State v. Johnson

55 Wash. 2d 594 (1960) 349 P.2d 227

THE STATE OF WASHINGTON, Respondent,
v.
MARTIN NELS JOHNSON, Appellant.[1]

No. 35141.

The Supreme Court of Washington, Department Two.

February 4, 1960.

Carl Maxey and Henry Opendack, for appellant.

John J. Lally, Justin L. Quackenbush, and Theodore R. Fournier, Jr., for respondent.

ROSELLINI, J.

The appellant was charged with four counts of petit larceny, two counts of grand larceny, and one count of fraudulent destruction of insured property. The case was called for trial on September 4, 1958, before the Honorable Louis F. Bunge. At that time appellant, his counsel, and counsel for respondent signed a stipulation agreeing that the jurors could separate during the trial. The selection of the jury was completed shortly before noon on September 5th.

Following the noon recess and before the reception of any evidence, the presiding judge conferred with counsel and with Judges Bunge and Foley regarding transfer of the case from Judge Bunge to Judge Foley. The request for transfer was made to facilitate assignment of a lengthy trial to Judge Bunge, who was the only judge then available to hear such a case without interruption by other commitments. Both appellant and his counsel agreed to the transfer and waived any claim of error.

Before the reception of any evidence, the state repeated its opening statement.

Appellant moved for dismissal at the close of the state's case and again after all the evidence had been submitted. Both of these motions were denied. The appellant submitted no proposed instructions and did not except to any of the instructions given. The jury acquitted him on the first four counts, but found him guilty of grand larceny and fraudulent destruction of insured property. A subsequent motion for a new trial was denied.

The contentions of the appellant are (1) that the court erred in giving an instruction regarding the duty of the *596 jurors to conscientiously endeavor to reconcile their differences if possible; (2) that it was reversible error to substitute one judge for another after the jury was impaneled.

[1] It would serve no useful purpose to set forth the instruction complained of in the first assignment of error, inasmuch as we cannot consider the alleged error.[2] Only exceptions which are made to instructions in the trial court can be considered on appeal. State v. Lyskoski, 47 Wn. (2d) 102, 287 P. (2d) 114.

[2] The second assignment of error presents a new question in this jurisdiction. The general rule, as stated by the appellant in his brief, is that a judge may not be substituted to preside over the remainder of a trial after evidence has been adduced before the original judge. The leading case is Commonwealth v. Thompson, 328 Pa. 27, 195 A. 115, 114 A.L.R. 432.

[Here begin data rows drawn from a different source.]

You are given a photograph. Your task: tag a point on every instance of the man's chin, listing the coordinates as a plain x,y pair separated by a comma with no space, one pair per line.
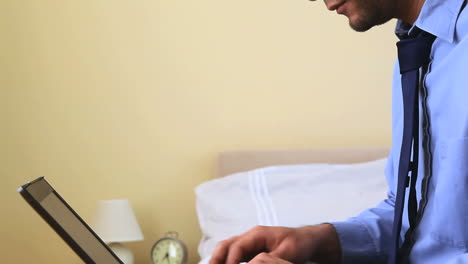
359,25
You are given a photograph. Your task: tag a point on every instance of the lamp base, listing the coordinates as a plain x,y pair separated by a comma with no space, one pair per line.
123,252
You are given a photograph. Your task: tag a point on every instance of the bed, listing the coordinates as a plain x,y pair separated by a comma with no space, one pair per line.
287,187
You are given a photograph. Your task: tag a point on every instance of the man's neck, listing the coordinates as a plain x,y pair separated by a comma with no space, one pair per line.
409,10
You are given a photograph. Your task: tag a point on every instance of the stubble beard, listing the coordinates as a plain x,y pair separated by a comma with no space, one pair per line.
371,13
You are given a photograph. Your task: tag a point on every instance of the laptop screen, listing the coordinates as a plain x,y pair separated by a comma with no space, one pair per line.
66,222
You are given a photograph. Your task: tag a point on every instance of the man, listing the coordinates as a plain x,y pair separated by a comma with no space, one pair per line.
440,232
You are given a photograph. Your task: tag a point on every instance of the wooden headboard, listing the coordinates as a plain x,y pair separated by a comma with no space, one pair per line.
242,160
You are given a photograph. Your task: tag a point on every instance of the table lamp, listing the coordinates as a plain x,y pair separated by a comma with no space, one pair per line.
115,222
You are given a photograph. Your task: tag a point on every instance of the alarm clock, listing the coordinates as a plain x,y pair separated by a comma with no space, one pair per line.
169,250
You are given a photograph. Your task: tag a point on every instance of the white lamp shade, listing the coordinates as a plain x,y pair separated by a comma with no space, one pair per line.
115,222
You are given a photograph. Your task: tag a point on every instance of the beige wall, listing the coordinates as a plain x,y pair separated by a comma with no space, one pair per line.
112,99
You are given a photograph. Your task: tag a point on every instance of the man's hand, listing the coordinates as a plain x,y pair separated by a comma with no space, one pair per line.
297,245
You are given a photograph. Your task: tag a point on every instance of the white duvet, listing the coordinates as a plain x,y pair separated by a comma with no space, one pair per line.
293,195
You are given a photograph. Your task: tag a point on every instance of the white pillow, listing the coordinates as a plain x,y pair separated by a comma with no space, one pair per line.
293,195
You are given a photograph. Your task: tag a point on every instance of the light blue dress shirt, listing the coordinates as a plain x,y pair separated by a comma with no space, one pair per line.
442,234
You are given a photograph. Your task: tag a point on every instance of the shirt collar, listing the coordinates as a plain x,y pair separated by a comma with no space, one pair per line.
437,17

[3] As a rule, a judge cannot finish the performance of a duty already entered upon by his predecessor where that duty involves the exercise of judgment and the application of legal knowledge to, and judicial deliberation of, facts known only to the predecessor. Durden v. People, 192 Ill. 493, 61 N.E. 317; Commonwealth v. Thompson, supra, 30 Am. Jur. 25, § 39.

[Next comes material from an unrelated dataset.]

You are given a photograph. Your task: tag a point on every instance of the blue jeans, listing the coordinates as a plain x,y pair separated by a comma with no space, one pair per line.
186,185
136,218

[4] It immediately is apparent that the substitution of a judge after the jury has been sworn but before any evidence has been taken, does not involve this objection. As was said in Commonwealth v. Thompson, supra, the examination of jurors under voir dire does not elicit any information that can be used in the trial of the case. Such examination is merely for the purpose of securing a competent, fair, and unprejudiced jury. That function can be performed properly by any judge, but after a jury is selected and sworn, a different situation arises.

[5] In this case, the state had made its opening statement when the judge was substituted. However, that statement was repeated in the presence of the substitute judge. *597 That statement is not evidence, and it is not contended that the first judge was called upon to make any ruling during the course of the opening statement which affected the later conduct of the trial. Nor, for that matter, is it contended that the appellant was in any way prejudiced by the substitution of judges. The substitution did not offend the general rule relied upon by the appellant, and was not reversible error.

Consequently, we need not decide now whether, in a case where prejudice results from the substitution of a judge during the course of a trial, a defendant may be found to have waived the right to allege error, as some courts have held. See Simons v. United States, 119 F. (2d) 539 (C.C.A. 9th), People v. Henderson, 28 Cal. 466; and Bowman v. Alvis, 88 Ohio App. 229, 96 N.E. (2d) 605, the latter case holding that a defendant may by failing to object to the substitution of a judge during the trial (after evidence has been received) waive his right to allege error if no prejudice is shown.

The judgment is affirmed.

WEAVER, C.J., HILL, FINLEY, and FOSTER, JJ., concur.

March 18, 1960. Petition for rehearing denied.

NOTES

[1] Reported in 349 P. (2d) 227.

[2] In the light of State v. Ring, 52 Wn. (2d) 423, 900, 325 P. (2d) 730, 326 P. (2d) 1007 (1958), the entire instruction may be suspect.